Hi… I have an algorithm I originally coded up in numba, and then used numba’s cuda support to move it to GPU. Now that I have it working in both, I’m thinking about maintenance of both versions and am wondering if there’s a pattern I can use where my cuda code could perhaps be reused by the CPU version. At the end of the day the CUDA kernels should all be nopython compatible, I think, and could maybe become ufuncs that can then operate over numpy arrrays? Has anyone put any thought into this and come up with a good way to handle this type of situation?
I’m thinking that if I define a decorator that I use on my code, and then set it to either cuda.jit or numba.jit, I should be able to at least get my kernels to compile for both environments.
I’d probably have to do something tricky for the CUDA device/host copies to make them noops when compiling for the CPU configuration.
And the places where I’m invoking the CUDA kernels would need to instead invoke the vectorized ufuncs which would operate over the arrays much like numpy’s built in functions?
Any wisdom people can share?
wondering if there’s a pattern I can use where my cuda code could perhaps be reused by the CPU version. At the end of the day the CUDA kernels should all be nopython compatible, I think, and could maybe become ufuncs that can then operate over numpy arrrays?

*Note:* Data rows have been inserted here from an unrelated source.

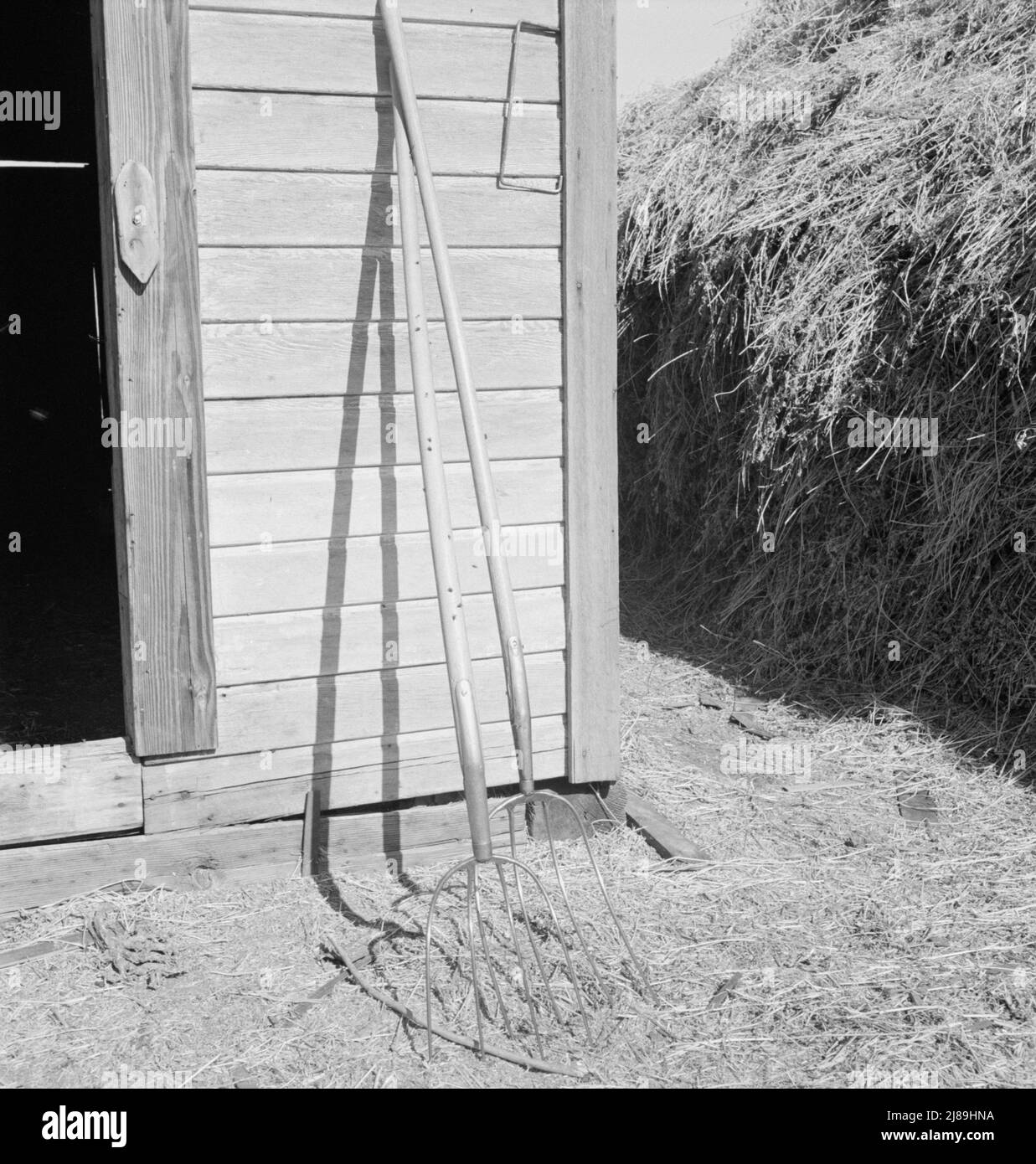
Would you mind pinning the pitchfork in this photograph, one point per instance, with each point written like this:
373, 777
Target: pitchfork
528, 960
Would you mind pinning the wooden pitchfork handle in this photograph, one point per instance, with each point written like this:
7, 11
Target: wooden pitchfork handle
503, 596
436, 502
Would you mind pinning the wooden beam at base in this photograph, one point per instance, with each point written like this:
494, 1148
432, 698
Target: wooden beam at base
45, 874
590, 379
152, 345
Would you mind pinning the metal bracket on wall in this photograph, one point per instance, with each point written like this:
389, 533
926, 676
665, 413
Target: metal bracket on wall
503, 182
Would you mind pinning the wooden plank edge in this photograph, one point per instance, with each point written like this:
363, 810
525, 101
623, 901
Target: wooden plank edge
196, 860
663, 837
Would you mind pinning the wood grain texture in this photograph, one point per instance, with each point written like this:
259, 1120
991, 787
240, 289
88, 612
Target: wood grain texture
354, 135
248, 209
50, 873
317, 284
590, 385
154, 370
302, 507
260, 648
265, 785
298, 713
83, 788
253, 360
311, 55
360, 432
303, 575
466, 12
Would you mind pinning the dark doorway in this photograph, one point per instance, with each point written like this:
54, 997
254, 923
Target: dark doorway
60, 674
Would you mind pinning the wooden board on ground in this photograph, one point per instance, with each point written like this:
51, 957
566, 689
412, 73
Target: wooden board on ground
253, 509
362, 432
665, 837
71, 791
263, 785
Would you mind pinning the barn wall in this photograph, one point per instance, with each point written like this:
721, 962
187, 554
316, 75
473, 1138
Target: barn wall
328, 648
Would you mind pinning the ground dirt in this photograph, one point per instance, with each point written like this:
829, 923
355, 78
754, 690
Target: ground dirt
832, 943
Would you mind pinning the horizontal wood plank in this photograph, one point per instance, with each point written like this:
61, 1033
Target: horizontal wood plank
375, 703
253, 509
355, 135
251, 209
310, 55
250, 286
263, 785
358, 570
326, 433
49, 873
463, 12
69, 791
259, 648
251, 360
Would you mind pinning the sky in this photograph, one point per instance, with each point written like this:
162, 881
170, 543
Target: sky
662, 41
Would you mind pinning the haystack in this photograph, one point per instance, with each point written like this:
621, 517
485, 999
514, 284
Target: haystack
827, 282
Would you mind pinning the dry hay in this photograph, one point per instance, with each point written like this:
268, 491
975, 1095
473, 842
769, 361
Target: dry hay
832, 944
781, 280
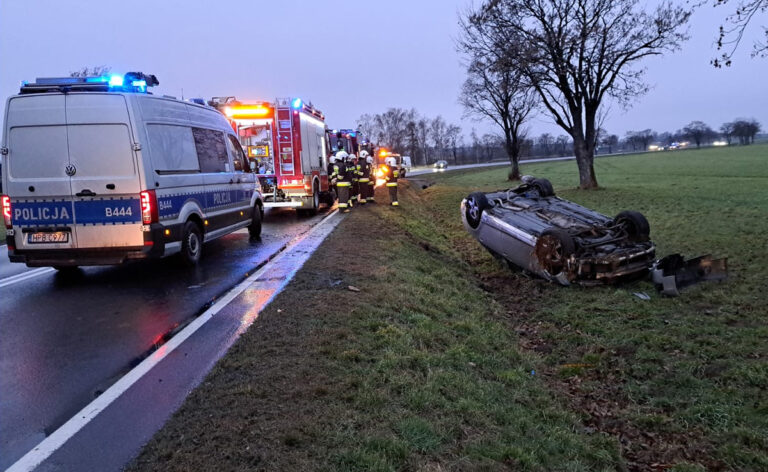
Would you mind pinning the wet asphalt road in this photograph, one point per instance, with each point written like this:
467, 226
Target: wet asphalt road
67, 339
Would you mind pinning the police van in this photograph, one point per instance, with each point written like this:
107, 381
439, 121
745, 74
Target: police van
96, 170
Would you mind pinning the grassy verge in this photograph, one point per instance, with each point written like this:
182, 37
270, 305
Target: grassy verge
680, 382
417, 371
429, 366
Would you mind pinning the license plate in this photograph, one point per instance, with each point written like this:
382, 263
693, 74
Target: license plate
48, 237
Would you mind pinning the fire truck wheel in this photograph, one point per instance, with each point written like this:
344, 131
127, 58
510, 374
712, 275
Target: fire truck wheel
254, 229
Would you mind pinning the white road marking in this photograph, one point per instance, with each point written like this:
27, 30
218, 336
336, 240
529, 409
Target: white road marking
58, 438
25, 276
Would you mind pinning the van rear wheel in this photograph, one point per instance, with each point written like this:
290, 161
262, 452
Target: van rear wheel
191, 244
254, 229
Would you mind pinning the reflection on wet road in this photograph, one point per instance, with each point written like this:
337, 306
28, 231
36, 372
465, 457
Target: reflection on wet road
67, 339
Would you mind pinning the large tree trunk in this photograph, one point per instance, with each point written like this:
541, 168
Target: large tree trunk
585, 156
513, 152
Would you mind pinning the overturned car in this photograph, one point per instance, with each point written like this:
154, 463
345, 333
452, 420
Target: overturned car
529, 227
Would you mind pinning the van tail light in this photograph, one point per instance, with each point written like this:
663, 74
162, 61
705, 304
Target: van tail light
6, 210
148, 207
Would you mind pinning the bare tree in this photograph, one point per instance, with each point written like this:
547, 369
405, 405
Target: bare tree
732, 30
746, 130
698, 131
610, 140
437, 132
495, 91
96, 71
545, 143
578, 53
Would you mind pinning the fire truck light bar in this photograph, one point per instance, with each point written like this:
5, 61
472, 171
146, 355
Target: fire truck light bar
247, 111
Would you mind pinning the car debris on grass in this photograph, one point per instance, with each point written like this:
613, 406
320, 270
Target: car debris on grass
529, 227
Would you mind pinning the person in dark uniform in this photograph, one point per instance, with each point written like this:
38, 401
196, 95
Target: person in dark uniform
331, 179
372, 184
340, 175
364, 177
355, 189
391, 177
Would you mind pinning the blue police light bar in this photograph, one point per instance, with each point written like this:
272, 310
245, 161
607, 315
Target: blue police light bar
129, 82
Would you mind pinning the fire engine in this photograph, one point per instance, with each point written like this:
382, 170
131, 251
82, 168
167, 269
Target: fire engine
287, 148
352, 141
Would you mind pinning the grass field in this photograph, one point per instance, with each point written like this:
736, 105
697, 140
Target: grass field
445, 360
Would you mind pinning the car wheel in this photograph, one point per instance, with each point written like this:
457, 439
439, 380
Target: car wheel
191, 244
636, 225
553, 249
544, 187
254, 229
476, 203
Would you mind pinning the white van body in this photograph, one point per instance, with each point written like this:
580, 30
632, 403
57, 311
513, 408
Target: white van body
80, 168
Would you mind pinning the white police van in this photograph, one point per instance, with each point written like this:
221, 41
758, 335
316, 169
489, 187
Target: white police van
98, 171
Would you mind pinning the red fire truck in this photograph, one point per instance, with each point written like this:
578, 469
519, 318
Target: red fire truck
352, 141
286, 144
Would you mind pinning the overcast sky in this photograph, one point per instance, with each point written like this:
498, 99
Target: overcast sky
347, 57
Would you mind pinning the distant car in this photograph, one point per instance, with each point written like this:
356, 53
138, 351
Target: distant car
531, 228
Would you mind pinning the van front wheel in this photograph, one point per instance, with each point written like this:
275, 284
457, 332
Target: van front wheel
254, 229
191, 244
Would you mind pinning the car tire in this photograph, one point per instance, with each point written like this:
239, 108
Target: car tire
553, 248
254, 229
544, 187
476, 203
191, 244
637, 226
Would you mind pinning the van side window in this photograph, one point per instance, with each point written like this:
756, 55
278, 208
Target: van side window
211, 150
238, 156
173, 149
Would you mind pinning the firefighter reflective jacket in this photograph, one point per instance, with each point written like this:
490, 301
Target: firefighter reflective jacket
364, 171
340, 175
391, 176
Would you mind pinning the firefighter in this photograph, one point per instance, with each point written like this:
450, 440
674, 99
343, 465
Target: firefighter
372, 183
391, 177
341, 179
331, 178
355, 189
364, 176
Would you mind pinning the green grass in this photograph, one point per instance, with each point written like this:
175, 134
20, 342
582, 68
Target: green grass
691, 368
445, 360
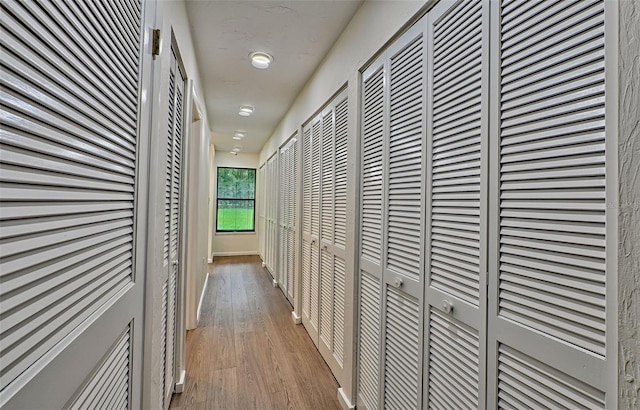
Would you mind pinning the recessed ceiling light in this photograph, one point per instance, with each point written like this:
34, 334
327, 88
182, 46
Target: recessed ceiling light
260, 60
246, 110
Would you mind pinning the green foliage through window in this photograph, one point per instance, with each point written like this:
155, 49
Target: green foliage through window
236, 200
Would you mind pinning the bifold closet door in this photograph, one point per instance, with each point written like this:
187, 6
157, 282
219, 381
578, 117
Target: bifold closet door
74, 133
392, 262
271, 216
550, 343
262, 195
292, 193
282, 217
332, 233
457, 117
311, 166
287, 218
172, 224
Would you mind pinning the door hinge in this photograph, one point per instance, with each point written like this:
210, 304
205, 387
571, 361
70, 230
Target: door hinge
155, 42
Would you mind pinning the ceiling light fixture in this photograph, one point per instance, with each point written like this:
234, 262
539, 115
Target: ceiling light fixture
246, 110
261, 60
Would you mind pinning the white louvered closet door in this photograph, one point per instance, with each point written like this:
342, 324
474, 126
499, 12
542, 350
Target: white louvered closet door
306, 224
261, 205
370, 277
325, 284
403, 218
333, 228
291, 221
312, 159
392, 246
172, 211
549, 340
339, 228
73, 137
457, 117
282, 217
271, 197
287, 217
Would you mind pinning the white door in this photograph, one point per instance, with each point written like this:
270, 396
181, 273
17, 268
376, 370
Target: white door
333, 159
392, 226
172, 222
457, 135
311, 166
74, 128
287, 203
551, 338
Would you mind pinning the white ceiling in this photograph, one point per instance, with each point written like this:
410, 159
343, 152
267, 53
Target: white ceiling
297, 33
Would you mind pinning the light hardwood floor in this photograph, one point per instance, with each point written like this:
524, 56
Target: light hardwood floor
246, 352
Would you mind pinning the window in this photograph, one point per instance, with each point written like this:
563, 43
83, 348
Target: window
236, 200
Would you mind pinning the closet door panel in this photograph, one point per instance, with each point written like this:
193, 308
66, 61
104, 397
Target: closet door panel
370, 277
548, 324
403, 276
327, 152
457, 67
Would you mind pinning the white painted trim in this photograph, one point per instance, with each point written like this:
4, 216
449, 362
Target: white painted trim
179, 388
297, 319
204, 288
241, 253
345, 403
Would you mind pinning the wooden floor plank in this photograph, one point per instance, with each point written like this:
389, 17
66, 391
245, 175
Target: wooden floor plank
247, 353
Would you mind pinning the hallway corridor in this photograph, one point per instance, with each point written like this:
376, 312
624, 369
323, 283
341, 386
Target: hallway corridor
246, 352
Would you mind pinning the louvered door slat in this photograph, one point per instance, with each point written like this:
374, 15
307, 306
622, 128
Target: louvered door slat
167, 191
326, 298
401, 351
110, 380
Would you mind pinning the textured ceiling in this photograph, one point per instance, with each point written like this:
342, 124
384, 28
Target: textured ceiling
297, 33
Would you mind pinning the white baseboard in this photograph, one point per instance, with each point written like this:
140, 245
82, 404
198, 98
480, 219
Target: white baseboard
241, 253
204, 288
179, 388
297, 319
344, 400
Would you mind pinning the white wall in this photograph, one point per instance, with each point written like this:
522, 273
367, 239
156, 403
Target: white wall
171, 15
629, 207
375, 23
227, 243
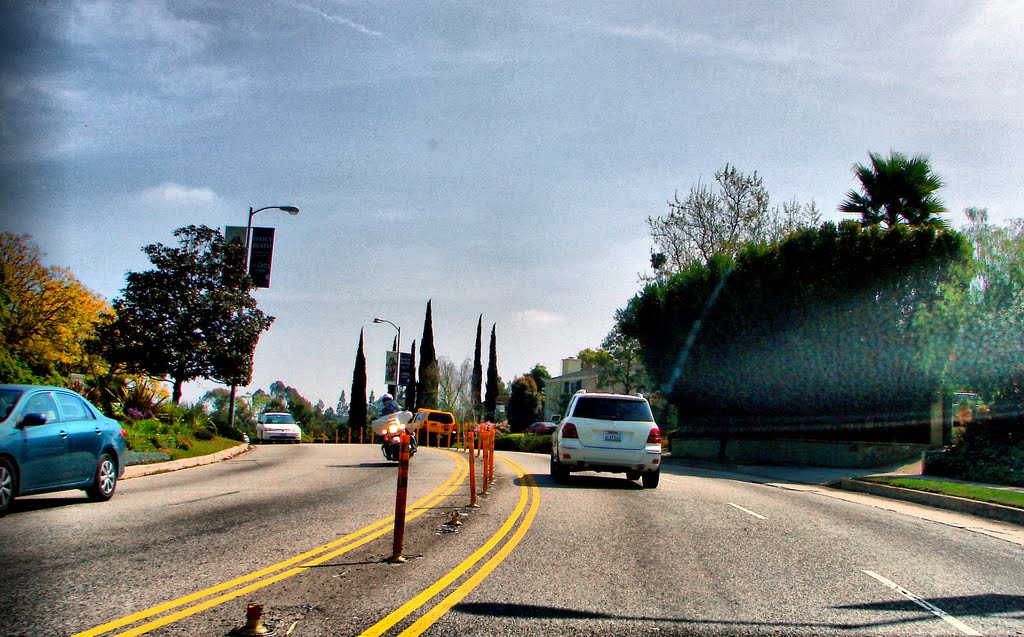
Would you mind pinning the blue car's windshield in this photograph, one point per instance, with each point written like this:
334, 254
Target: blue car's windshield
8, 398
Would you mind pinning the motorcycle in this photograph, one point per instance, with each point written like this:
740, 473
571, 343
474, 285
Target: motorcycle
390, 428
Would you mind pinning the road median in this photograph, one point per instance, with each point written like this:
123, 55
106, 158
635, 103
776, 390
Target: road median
950, 503
132, 471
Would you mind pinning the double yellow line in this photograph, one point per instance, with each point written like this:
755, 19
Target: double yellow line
528, 494
274, 572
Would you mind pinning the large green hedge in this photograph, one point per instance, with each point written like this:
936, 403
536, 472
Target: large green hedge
817, 329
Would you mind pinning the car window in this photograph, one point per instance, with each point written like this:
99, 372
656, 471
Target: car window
42, 404
279, 419
8, 398
74, 408
602, 408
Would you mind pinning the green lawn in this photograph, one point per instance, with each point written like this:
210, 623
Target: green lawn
983, 494
205, 448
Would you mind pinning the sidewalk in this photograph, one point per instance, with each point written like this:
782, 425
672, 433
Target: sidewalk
847, 479
174, 465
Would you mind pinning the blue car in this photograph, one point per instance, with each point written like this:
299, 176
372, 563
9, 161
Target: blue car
53, 439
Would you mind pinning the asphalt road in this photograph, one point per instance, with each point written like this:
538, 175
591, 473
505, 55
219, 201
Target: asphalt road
302, 529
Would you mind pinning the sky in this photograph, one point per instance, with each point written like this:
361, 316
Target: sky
497, 159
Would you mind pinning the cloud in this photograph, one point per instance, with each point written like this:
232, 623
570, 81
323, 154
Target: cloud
101, 22
176, 195
337, 19
704, 44
538, 319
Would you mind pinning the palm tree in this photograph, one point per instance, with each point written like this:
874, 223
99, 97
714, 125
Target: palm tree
896, 189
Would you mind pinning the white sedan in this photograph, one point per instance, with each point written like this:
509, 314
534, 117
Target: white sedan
278, 427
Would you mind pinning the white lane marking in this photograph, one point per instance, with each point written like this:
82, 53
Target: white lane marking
939, 612
758, 515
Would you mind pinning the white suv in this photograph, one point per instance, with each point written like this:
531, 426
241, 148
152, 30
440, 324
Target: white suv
607, 432
278, 426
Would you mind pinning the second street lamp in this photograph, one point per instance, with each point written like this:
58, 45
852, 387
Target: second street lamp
393, 389
292, 210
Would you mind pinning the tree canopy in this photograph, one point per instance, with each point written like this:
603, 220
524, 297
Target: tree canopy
426, 394
720, 219
190, 316
46, 316
525, 404
896, 189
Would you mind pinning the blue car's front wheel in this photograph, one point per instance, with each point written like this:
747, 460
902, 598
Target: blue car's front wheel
107, 479
6, 484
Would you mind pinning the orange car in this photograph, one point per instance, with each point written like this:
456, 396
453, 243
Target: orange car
434, 421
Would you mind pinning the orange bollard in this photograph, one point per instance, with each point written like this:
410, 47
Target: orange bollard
484, 437
472, 472
401, 495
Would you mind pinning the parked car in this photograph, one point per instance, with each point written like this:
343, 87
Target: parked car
274, 427
51, 439
607, 432
433, 421
542, 428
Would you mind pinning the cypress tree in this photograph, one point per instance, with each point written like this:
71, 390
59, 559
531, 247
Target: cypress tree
476, 386
357, 408
491, 399
429, 377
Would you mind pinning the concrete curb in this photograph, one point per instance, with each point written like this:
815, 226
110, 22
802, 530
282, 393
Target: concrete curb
950, 503
175, 465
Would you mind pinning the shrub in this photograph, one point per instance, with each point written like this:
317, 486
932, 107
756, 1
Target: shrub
989, 451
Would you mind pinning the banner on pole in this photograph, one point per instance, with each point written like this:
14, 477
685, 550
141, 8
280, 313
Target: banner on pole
391, 368
406, 370
261, 256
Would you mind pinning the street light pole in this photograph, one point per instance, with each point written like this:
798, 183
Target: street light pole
394, 388
292, 210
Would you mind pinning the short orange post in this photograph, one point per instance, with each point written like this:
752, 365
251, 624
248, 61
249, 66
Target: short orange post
401, 495
472, 472
484, 443
491, 471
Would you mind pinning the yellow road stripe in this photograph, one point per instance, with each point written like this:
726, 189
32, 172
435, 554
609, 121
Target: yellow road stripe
380, 527
456, 596
406, 609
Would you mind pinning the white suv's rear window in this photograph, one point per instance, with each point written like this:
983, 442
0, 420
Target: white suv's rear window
604, 408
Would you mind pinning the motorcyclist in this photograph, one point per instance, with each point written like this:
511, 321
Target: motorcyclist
391, 407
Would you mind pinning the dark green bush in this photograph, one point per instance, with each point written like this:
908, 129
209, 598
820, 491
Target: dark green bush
989, 451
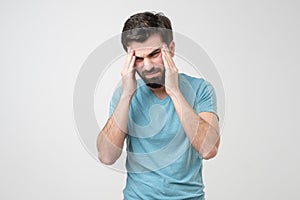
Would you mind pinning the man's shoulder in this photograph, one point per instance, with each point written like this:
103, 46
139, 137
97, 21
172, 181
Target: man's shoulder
192, 80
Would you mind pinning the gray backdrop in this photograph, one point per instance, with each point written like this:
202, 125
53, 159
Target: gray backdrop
254, 45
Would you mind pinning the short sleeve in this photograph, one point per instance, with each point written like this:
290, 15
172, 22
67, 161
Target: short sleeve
206, 98
114, 100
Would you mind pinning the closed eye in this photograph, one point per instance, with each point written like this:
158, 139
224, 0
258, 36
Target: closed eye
155, 54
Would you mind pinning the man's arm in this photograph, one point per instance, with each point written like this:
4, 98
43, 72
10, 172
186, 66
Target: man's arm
111, 139
203, 129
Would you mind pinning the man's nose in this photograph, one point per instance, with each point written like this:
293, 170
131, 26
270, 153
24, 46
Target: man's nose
148, 65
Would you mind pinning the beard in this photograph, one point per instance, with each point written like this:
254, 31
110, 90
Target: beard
155, 82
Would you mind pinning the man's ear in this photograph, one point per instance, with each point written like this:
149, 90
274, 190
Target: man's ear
172, 48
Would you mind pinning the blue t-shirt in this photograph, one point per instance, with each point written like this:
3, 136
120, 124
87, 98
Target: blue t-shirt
161, 163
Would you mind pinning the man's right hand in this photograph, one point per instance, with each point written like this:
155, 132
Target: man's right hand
128, 74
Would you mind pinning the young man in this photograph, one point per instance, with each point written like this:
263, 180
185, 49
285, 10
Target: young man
168, 118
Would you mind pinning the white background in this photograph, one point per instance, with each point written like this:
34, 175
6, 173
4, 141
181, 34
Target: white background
254, 45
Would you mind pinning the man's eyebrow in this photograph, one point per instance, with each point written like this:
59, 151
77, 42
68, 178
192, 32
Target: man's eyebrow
152, 52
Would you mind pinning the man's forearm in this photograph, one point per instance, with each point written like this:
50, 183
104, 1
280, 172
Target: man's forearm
203, 133
111, 139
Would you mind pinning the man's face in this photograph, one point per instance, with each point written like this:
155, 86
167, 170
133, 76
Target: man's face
148, 62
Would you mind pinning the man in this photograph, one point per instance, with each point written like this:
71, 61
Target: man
168, 118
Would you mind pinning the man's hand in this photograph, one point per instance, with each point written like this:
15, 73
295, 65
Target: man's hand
171, 74
128, 74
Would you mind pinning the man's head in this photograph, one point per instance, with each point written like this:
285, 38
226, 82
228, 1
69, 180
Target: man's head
146, 33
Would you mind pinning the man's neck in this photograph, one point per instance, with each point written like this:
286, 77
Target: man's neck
159, 92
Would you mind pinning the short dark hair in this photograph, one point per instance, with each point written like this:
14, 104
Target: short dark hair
139, 27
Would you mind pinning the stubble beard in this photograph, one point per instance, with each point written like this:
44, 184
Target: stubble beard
155, 82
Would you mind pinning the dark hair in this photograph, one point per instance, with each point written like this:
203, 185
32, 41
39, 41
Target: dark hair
139, 27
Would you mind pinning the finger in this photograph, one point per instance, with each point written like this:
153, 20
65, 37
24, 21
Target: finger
165, 61
131, 64
168, 59
128, 60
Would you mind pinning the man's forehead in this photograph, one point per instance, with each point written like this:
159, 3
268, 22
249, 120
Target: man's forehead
152, 43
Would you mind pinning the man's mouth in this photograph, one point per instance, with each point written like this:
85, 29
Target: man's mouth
151, 74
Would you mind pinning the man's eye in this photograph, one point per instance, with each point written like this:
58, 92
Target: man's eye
138, 59
155, 54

Has anyone put any thought into this and come up with a good way to handle this type of situation?
Functions decorated with @jit that compile in nopython mode can be called by CUDA kernels - for example within the CUDA target’s RNG implementation, the function xoroshiro128p_next function is decorated with @jit and can be called from both CUDA kernels (via xoroshiro128p_uniform_float32 and similar functions) and also from init_xoroshiro128p_states_cpu (via xoroshiro128p_jump) - in fact, the functions in the cuda.random module are all decorated only with @jit.
For ufuncs, one can write a single function definition then vectorize it for both targets:
from numba import vectorize, float64
import numpy as np
x = np.random.random(10)
y = np.random.random(10)
# A function to vectorize for both targets
def add(a, b):
return a + b
# CUDA target requires types to be specified - a list of signatures
# in the form return_type(arg_types, ...)
cuda_add = vectorize([float64(float64, float64)], target='cuda')(add)
cpu_add = vectorize(target='cpu')(add)
gpu_result = cuda_add(x, y)
cpu_result = cpu_add(x, y)
# Sanity check
np.testing.assert_allclose(gpu_result, cpu_result)
Do these options provide enough flexibility for your use case?
If you go down the route of heavily optimizing for one or both targets, you may find that you need to have separate specialised versions of the functions for each target due to the different characteristics of CPUs and GPUs, but starting off with a single function for both is a good first step, then specialise further if the need arises.
I’d probably have to do something tricky for the CUDA device/host copies to make them noops when compiling for the CPU configuration.
If you can ensure that you are only passing device arrays to the CUDA jitted functions, then this should avoid Numba automatically inserting any copies.